Building root filesystems for the Raspberry Pi

So I’ve been mucking around with a better way to generate basic Rasbian installs for the Raspberry Pi…

Rasbian on the Raspberry Pi is great, but the official image is large and includes all sorts of stuff I don’t need (my Pis don’t generally have screens as I use them for playing music, or being GPS NTP time servers, or collecting data on my power usage – not things which need, for example, a screen and a gui!). I did manage to cobble together a base install using the Debian installer on a Pi, but it took a loooong time, and cloning this image every time I want to do a new one is a bit of a pain; for one thing the image is quite old now so apt-get has to update a lot of packages to bring it up to current, and for another the machines all get the same ssh keys, and the filesystems all have the same ‘unique’ IDs (which tends to confuse things if you simultaneously plug 2 of the resulting SD cards into the same PC!).
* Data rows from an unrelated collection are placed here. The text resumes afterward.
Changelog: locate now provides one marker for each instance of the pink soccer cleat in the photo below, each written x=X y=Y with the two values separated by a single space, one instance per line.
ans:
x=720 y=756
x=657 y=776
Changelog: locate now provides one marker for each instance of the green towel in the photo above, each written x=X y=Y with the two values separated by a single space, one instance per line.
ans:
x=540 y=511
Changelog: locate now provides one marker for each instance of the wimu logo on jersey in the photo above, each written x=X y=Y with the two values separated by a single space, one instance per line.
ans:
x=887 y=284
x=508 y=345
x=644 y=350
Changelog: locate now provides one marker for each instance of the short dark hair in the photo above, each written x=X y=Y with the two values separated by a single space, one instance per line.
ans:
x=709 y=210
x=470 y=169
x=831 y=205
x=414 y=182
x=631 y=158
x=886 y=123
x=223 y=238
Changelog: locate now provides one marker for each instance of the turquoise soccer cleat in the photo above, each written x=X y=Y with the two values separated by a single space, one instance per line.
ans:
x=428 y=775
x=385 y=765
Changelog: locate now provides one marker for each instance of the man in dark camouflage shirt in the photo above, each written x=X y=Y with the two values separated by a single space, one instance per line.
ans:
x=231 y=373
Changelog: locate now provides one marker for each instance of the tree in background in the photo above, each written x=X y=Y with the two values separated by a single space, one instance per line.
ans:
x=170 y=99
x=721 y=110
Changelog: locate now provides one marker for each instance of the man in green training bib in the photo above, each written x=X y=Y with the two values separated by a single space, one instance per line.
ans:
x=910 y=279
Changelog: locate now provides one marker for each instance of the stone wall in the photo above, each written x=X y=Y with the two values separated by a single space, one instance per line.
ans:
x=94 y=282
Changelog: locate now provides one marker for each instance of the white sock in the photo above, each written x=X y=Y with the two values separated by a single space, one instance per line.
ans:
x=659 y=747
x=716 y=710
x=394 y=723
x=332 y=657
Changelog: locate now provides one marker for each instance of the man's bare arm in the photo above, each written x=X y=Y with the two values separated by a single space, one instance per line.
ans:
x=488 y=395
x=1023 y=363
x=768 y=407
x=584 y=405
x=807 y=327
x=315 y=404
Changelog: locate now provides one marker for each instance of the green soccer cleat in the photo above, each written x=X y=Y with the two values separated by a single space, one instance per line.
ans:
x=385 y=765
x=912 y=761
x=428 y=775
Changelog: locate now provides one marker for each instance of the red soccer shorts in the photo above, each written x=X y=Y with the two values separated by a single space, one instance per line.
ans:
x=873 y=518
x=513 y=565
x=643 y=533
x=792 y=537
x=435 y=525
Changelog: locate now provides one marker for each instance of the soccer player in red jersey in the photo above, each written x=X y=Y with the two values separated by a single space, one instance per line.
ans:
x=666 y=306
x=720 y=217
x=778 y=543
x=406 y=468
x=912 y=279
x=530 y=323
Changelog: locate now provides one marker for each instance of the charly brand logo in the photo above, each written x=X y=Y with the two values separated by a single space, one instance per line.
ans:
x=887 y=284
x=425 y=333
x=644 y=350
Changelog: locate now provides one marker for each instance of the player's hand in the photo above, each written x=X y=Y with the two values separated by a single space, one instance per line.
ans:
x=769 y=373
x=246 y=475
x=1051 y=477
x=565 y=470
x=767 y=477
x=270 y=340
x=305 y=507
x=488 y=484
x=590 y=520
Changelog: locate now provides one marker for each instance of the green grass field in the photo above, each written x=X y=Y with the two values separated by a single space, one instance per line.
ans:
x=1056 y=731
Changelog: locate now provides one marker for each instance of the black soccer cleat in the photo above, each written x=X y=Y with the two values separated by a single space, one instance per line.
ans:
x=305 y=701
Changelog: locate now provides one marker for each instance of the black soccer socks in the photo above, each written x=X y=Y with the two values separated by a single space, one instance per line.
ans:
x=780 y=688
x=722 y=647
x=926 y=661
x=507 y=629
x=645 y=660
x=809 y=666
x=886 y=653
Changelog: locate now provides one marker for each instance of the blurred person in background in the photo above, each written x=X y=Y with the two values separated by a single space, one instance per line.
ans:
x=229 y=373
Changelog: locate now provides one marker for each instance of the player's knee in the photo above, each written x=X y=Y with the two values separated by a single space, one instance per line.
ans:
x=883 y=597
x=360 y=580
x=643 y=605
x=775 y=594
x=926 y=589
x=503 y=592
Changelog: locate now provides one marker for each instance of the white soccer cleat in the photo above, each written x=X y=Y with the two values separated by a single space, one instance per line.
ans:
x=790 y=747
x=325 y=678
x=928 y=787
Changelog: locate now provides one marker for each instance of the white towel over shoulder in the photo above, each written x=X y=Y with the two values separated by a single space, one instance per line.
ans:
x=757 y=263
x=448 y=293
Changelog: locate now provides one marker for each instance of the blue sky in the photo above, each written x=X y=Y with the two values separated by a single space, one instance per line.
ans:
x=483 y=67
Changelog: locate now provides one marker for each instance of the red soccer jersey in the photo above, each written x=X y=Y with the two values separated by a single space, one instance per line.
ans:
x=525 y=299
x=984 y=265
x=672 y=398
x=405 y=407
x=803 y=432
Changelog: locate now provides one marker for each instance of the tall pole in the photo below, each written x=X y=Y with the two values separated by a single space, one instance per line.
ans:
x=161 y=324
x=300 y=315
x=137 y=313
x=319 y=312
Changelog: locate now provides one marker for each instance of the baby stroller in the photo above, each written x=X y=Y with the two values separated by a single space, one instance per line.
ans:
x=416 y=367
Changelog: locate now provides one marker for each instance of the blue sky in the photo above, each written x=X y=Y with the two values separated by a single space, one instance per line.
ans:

So I’ve been mucking around with a better way to generate basic Rasbian installs for the Pi. I’ve discovered that the combination of multistrap and qemu-static allows the building of a complete up-to-date installation tree on my x86-64 Ubuntu desktop in a tiny fraction of the time it would take to do the same thing on a Pi. For my base install (which is indeed very basic) my machine takes about 5 minutes (with the packages files already in my apt-cacher-ng cache). Sometimes the longest step is copying all the data to the SD card!

One of the nice things about using multistrap to do this is the ability to make cascaded configurations – so I can define a base configuration which works for me, and then have other configurations which build on top of it for specific applications. If I make improvements to the base, then regenerating one of the cascaded configurations will incorporate the improvements automatically. It also means I don’t have to remember or document what I did to the base image to get the application-specific image, because it is all there in the configuration file and associated scripts.

The resulting trees are still proper Rasbian installs and can be updated and managed with apt-get etc just like a normal install.

I’ve put a small collection of multistrap configuration bits and attached shell scripts up on github if anyone else wants to have a play with it. It includes one configuration file for a base install, and one for a customized install including MPD. There’s a handful of shell scripts which do most of the work beyond getting the packages extracted – these will almost certainly need customizing for your environment. You will definitely want to read the README. Oh, and you’ll need a Debian-derived (eg Ubuntu) machine to do the work, since multistrap relies on apt to do all the package work.